Jigsaw

What is a Jigsaw?

A jigsaw (also called a saber saw) cuts in a rapid up-and-down motion. The key to excellent results with a jigsaw is to match a specific blade to the type of material you'll cut: wood, metal, plastics, tile, etc. The blade package will indicate what material the blade cuts best.

Most blades are carbon steel, 2 to 3-1/2 in. long and either 1/4 in. wide for making tight radius cuts or 3/8 in. wide for general-purpose cutting. Six-teeth-per-inch blades cut fast but rough; finer blades with 10 or more teeth per inch deliver smoother cuts. Special toothless blades cut everything from leather to tile. When buying blades, consider investing in bimetal blades. They can last 10 times longer and are less likely to break. Most jigsaws accept blades with a 1/4-in. universal tang that locks into the blade clamp with a set screw. Some saws accept only specially designed blades (like bayonet-mount) from their own manufacturer.

Using a Jigsaw with Wood

Jigsaws are ideal for cutting curves and complex shapes in wood. They also work well for making short crosscuts on a board and finishing inside corner cuts that you start with a circular saw. Jigsaws are not good for making fast, long, straight cuts. Use a circular saw instead. When cutting wood, follow these guidelines:

    • Jigsaws work best for cutting softwood that's no more than 1-1/2 in. thick and hardwood up to 3/4 in. thick. Jigsaw blades tend to bend when cutting curves in thicker boards, leaving a beveled edge rather than a square one. To keep the cut square, use a sharp blade and avoid forcing the saw through the cut.

    • To “plunge cut,” that is, make an entry saw cut into the middle of your wood, tip the jigsaw so that the blade is parallel to the workpiece and the saw's weight rests on the front lip of the shoe. Start the saw at maximum speed, tilt the shoe and steadily lower the stabbing blade into the wood. Try to reserve plunge-cutting for rough work so that an errant blade doesn't slash and mar expensive woods. In fragile material, drill a 1/2-in. starter hole to safely position the blade for a cut.

    • For quick cutting, use a coarser blade. But note that the coarser the blade, the more sanding later.

    • Most wood-cutting blades for jigsaws are designed so the teeth cut on the upstroke. For fine work demanding less chipping—in wood veneers, for example—choose a “downstroke-cutting” blade. An alternative is to place painter's or masking tape on the cutting line path before drawing on the pattern line.

Using a Jigsaw with Metal

With the proper blade, jigsaws can cut through wood with embedded nails, 1/8-in. mild steel, no-iron pipe and sheet metal up to 10 gauge thick.

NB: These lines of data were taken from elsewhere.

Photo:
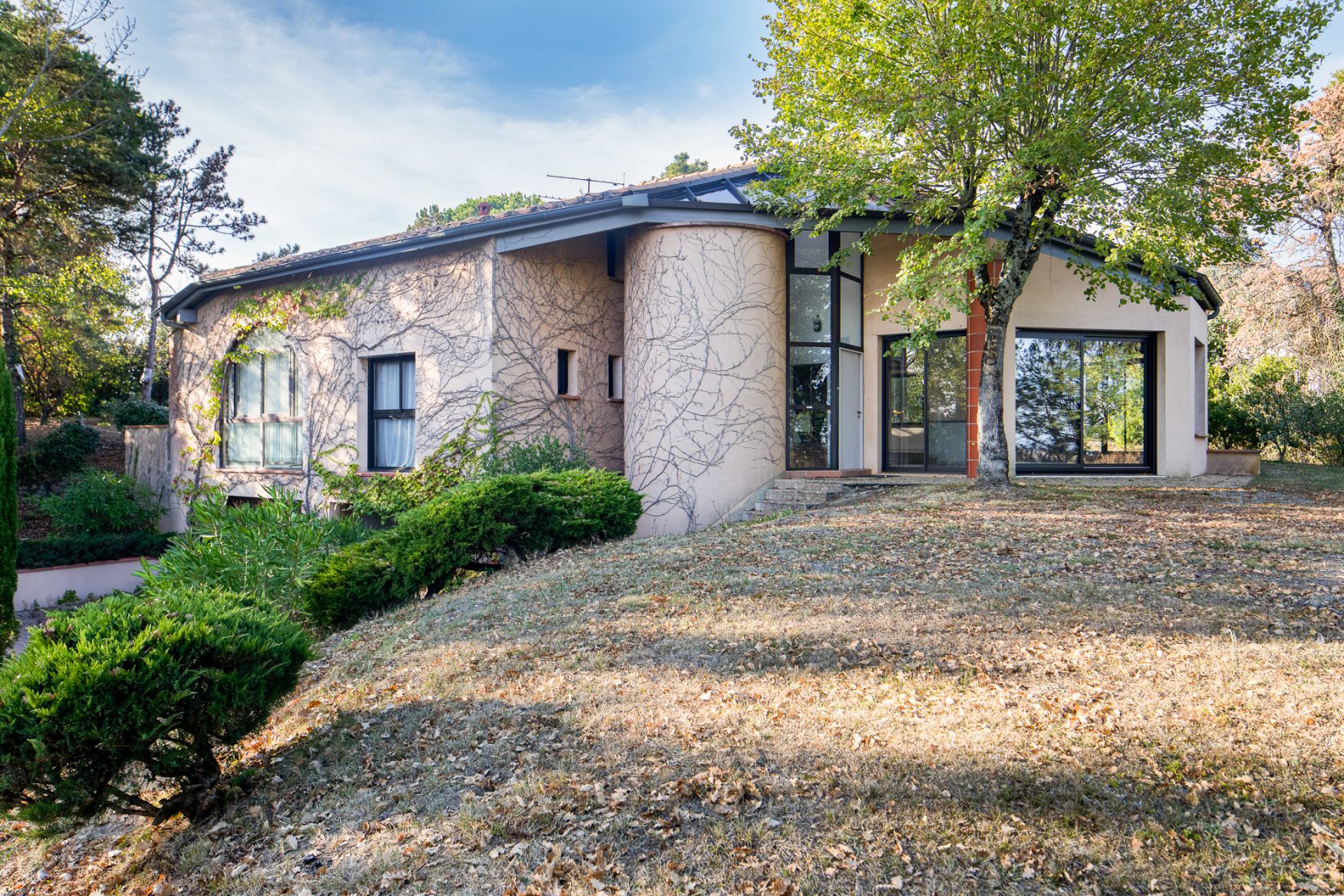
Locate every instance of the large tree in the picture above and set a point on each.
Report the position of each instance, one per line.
(183, 209)
(70, 166)
(990, 128)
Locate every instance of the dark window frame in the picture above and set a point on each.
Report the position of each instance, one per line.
(887, 342)
(401, 413)
(231, 415)
(790, 267)
(1150, 342)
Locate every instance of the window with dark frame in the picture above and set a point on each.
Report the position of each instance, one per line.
(565, 383)
(391, 413)
(616, 378)
(264, 409)
(1085, 402)
(824, 316)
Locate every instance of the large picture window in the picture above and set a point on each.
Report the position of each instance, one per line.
(1085, 402)
(264, 410)
(826, 316)
(391, 413)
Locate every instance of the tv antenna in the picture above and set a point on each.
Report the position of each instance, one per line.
(589, 182)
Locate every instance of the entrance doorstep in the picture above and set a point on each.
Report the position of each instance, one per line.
(823, 474)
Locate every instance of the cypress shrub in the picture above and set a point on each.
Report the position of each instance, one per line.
(54, 551)
(134, 684)
(8, 512)
(433, 544)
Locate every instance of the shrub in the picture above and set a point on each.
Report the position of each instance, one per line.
(55, 551)
(97, 502)
(355, 582)
(54, 457)
(134, 411)
(265, 548)
(432, 546)
(458, 458)
(134, 684)
(545, 454)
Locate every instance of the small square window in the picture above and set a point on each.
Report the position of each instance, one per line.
(614, 378)
(565, 372)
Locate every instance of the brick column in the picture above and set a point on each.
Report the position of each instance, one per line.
(974, 350)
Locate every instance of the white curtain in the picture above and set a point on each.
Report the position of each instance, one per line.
(394, 442)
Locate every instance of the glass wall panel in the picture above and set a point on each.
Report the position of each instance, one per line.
(1113, 402)
(946, 402)
(810, 377)
(905, 411)
(810, 308)
(1049, 418)
(810, 439)
(851, 312)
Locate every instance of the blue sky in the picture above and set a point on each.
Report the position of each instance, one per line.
(348, 116)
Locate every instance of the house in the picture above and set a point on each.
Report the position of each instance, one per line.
(679, 334)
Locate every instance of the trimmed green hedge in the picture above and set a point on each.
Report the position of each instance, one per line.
(134, 684)
(54, 551)
(433, 544)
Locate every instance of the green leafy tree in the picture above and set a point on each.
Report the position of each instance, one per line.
(682, 164)
(8, 514)
(178, 217)
(71, 334)
(436, 217)
(990, 130)
(67, 174)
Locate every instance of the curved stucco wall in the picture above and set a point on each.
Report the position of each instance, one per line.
(705, 370)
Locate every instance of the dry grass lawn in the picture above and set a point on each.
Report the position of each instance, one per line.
(936, 690)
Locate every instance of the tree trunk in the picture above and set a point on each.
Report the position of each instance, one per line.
(11, 354)
(992, 468)
(146, 379)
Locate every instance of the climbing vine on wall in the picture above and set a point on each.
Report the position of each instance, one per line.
(272, 310)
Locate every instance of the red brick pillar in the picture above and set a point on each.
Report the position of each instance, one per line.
(974, 350)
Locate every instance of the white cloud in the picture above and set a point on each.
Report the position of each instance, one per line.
(344, 130)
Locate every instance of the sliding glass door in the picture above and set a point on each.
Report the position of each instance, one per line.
(1085, 402)
(925, 414)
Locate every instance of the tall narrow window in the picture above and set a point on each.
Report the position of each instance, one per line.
(565, 383)
(1201, 390)
(264, 410)
(826, 316)
(391, 413)
(614, 378)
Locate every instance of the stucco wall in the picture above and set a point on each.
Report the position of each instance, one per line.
(1054, 300)
(547, 298)
(436, 306)
(705, 328)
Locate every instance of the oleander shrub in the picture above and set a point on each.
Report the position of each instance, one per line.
(266, 548)
(434, 544)
(130, 694)
(54, 551)
(58, 454)
(101, 502)
(134, 411)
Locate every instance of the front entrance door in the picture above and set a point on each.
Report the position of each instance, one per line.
(925, 407)
(850, 426)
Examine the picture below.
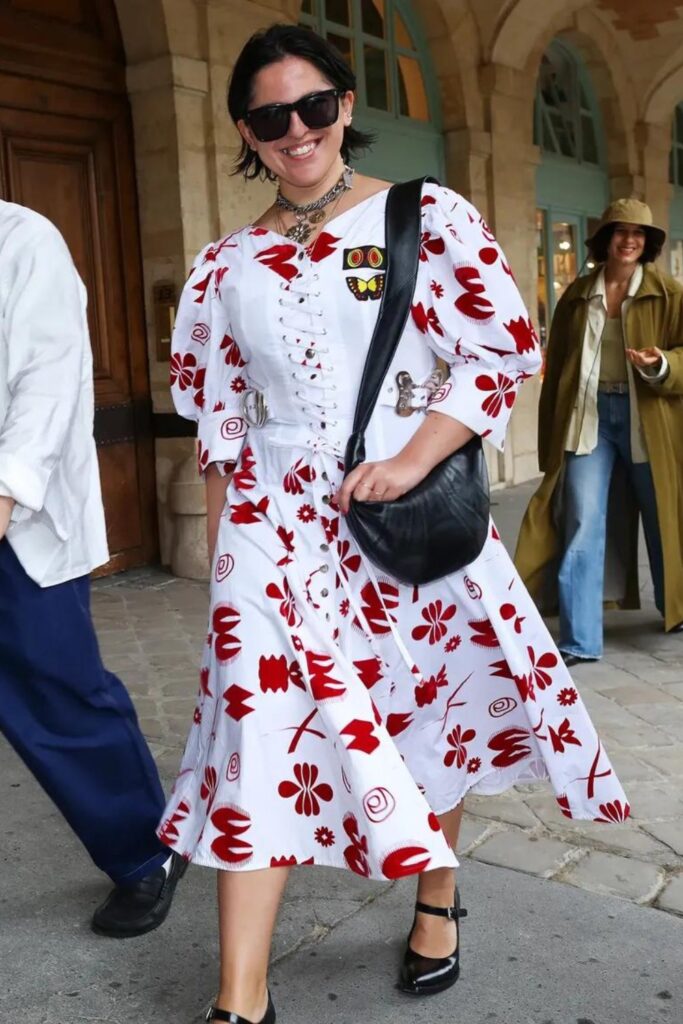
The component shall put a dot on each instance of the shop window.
(376, 39)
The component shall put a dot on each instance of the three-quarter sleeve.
(207, 366)
(469, 310)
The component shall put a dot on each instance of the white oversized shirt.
(48, 462)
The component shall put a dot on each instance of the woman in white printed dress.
(342, 717)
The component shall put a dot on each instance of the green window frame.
(383, 42)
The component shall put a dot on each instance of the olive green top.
(612, 355)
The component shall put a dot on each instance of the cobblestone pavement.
(152, 626)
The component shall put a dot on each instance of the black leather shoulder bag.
(440, 525)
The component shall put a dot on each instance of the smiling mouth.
(301, 150)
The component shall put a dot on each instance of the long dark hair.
(269, 46)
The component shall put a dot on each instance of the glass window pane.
(564, 256)
(338, 10)
(542, 263)
(412, 93)
(344, 45)
(377, 91)
(679, 123)
(590, 142)
(372, 16)
(401, 34)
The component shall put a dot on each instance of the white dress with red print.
(340, 712)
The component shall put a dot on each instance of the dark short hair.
(598, 246)
(269, 46)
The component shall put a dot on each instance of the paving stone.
(524, 853)
(671, 898)
(670, 833)
(507, 807)
(610, 875)
(669, 760)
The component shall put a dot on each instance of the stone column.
(511, 211)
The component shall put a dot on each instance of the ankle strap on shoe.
(438, 911)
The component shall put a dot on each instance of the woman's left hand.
(380, 481)
(647, 358)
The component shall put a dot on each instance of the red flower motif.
(224, 621)
(169, 832)
(325, 836)
(435, 615)
(306, 513)
(288, 608)
(614, 811)
(503, 391)
(457, 739)
(563, 735)
(567, 696)
(426, 692)
(182, 370)
(273, 673)
(232, 353)
(542, 678)
(307, 790)
(426, 318)
(523, 335)
(355, 854)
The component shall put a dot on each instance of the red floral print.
(457, 739)
(503, 389)
(325, 836)
(436, 616)
(307, 790)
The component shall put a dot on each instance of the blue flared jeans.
(586, 495)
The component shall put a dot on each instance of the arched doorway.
(66, 151)
(397, 96)
(571, 185)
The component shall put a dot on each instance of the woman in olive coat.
(610, 439)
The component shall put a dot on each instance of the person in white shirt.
(68, 718)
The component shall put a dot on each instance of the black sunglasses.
(317, 110)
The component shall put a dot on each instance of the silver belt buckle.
(407, 387)
(254, 408)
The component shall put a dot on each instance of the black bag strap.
(402, 233)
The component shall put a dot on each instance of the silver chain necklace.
(309, 215)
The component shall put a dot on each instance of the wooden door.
(66, 151)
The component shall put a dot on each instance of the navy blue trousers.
(73, 722)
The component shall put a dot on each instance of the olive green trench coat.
(654, 317)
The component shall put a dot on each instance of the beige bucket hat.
(630, 211)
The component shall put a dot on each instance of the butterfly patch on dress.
(364, 289)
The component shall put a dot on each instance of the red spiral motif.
(224, 566)
(232, 773)
(501, 707)
(379, 804)
(232, 428)
(201, 333)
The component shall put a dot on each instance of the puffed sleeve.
(468, 309)
(207, 366)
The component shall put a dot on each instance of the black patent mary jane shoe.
(216, 1014)
(429, 975)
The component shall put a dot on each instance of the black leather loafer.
(429, 975)
(216, 1014)
(135, 909)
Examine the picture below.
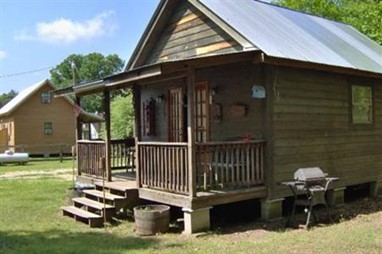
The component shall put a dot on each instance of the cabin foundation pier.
(271, 210)
(196, 220)
(376, 188)
(335, 197)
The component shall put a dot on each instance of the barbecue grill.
(309, 188)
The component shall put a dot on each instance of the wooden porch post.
(190, 132)
(78, 118)
(137, 128)
(106, 95)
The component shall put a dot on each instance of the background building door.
(202, 126)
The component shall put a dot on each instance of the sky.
(37, 35)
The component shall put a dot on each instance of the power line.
(25, 72)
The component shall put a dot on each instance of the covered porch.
(162, 170)
(178, 159)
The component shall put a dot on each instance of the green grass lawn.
(31, 222)
(38, 164)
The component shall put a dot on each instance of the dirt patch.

For cutting sheet metal, choose a finer blade with 21 to 24 teeth per inch. To avoid shredding sheet metal or raising a lot of edge burrs, tightly sandwich the metal between two layers of thin plywood. Cut metal plate and pipe on low speed. For pattern cutting, drill blade starter holes instead of making plunge cuts. Expect it to take a while to cut through the sandwich. When cutting over a workbench or sawhorses, prop the sandwich on rails for adequate blade clearance below.

Features such as higher saw power, long blade stroke, variable speeds and orbital cutting action are all pluses for cutting metals, and are found on more costly jigsaws. Saws that are equipped with vacuum hose connections to keep the pattern cut sightlines free of dust also are a plus. Cutting pipe and mild steel plates wears out blades fast. Keep plenty of blades on hand, select a coarser blade (like 14 teeth per inch) and lubricate the saw cut with cutting oil.